Nations

「試合前から勝敗は決まっていた」 リーチ主将、連勝目指し最高の準備へ。


第1戦後、堀江翔太やコーチたちと話をするリーチ マイケル主将(撮影:Hiroaki.UENO)

 イタリア代表を34−17で倒したあと、会見で、勝敗を分けたポイントを訊かれた日本代表主将のリーチ マイケルは、こう言った。
「試合を開始する前に勝敗は決まっていたと思う。なぜなら、最高の準備ができたから。今朝、朝食をとるときに流(大)と力也(松田)が話していたのを耳にしたのだが、彼らが話していた内容というのは、『4点ビハインドだったらどうするか』『そのままアタックするのか、それともテリトリーを取りにいくのか』というもので、それを聞いて、本当にすばらしい準備ができていると思った。選手たちはさまざまなシチュエーションを想定して話し合い、考え合っていると感じ、そんな気持ちになった」

 日本で開催されるラグビーワールドカップ2019の開幕まで、あと1年3か月。世界中を驚かせた2015年大会の快挙を上回る、日本ラグビー史上初のベスト8以上を本気で狙う。2016年9月からジャパンの指揮官となったジェイミー・ジョセフ ヘッドコーチのもと、努力とハードワークを重ね、厳しい批判も糧にしてきた。
 日本代表強化につなげることを目的とするサンウルブズの指揮も今年からジョセフ ヘッドコーチが兼任し、今季スーパーラグビーは開幕から9連敗を喫して応援する人たちを不安にさせることもあったが、選手とチームは確実に進歩していることを証明した。

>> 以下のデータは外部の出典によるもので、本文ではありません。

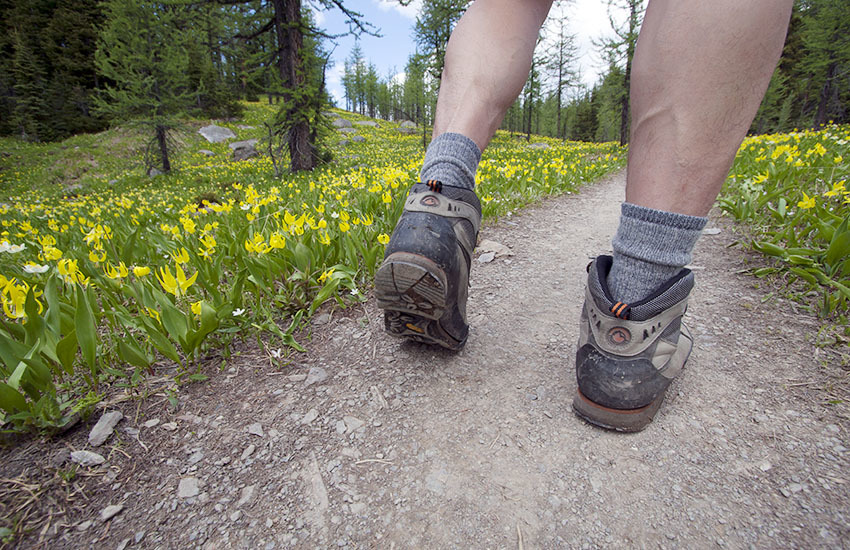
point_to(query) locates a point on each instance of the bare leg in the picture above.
(487, 62)
(700, 72)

 ジョセフ ヘッドコーチはイタリア代表との第1戦をこう評価する。
「相手はフィジカルが強く、タイトで、ひとつのミスが勝敗を左右する厳しいテストマッチで、選手たちはメンタルの強さで戦いきった。コーチとして非常に感心してる。まだまだ課題はあるが、何が起きようが、選手たちみんなで乗り越えたことが顕著にあらわれた」

 ジョセフ体制となってから日本代表はテストマッチを15試合戦い、8勝6敗1分。敵地でウェールズ代表相手に3点差の惜敗、フランス代表とはドローで金星獲得とはならなかったが、15戦目でティア1に分類される強豪国(南半球:ラグビーチャンピオンシップ参加国=ニュージーランド、オーストラリア、南アフリカ、アルゼンチン/欧州:シックスネーションズ参加国=アイルランド、イングランド、ウェールズ、スコットランド、フランス、イタリア)を倒した。

 6月9日、覚悟を決めて臨む真剣勝負を制したあと、リーチ主将は「今日の試合は本当にテストマッチだった」とコメント。「試合中にすごく大事な場面がいくつかあって、チームとしてそこを乗り越えられたのは嬉しい。大事な場面を自分たちの有利な状況に持って行って、本当にいい試合運びだった」。

 もちろん反省点はある。ラック周りのディフェンスと、ボールを蹴ったあとの対処を次戦に向けてしっかり修正し、もっといい準備をしていきたいとリーチ主将は言う。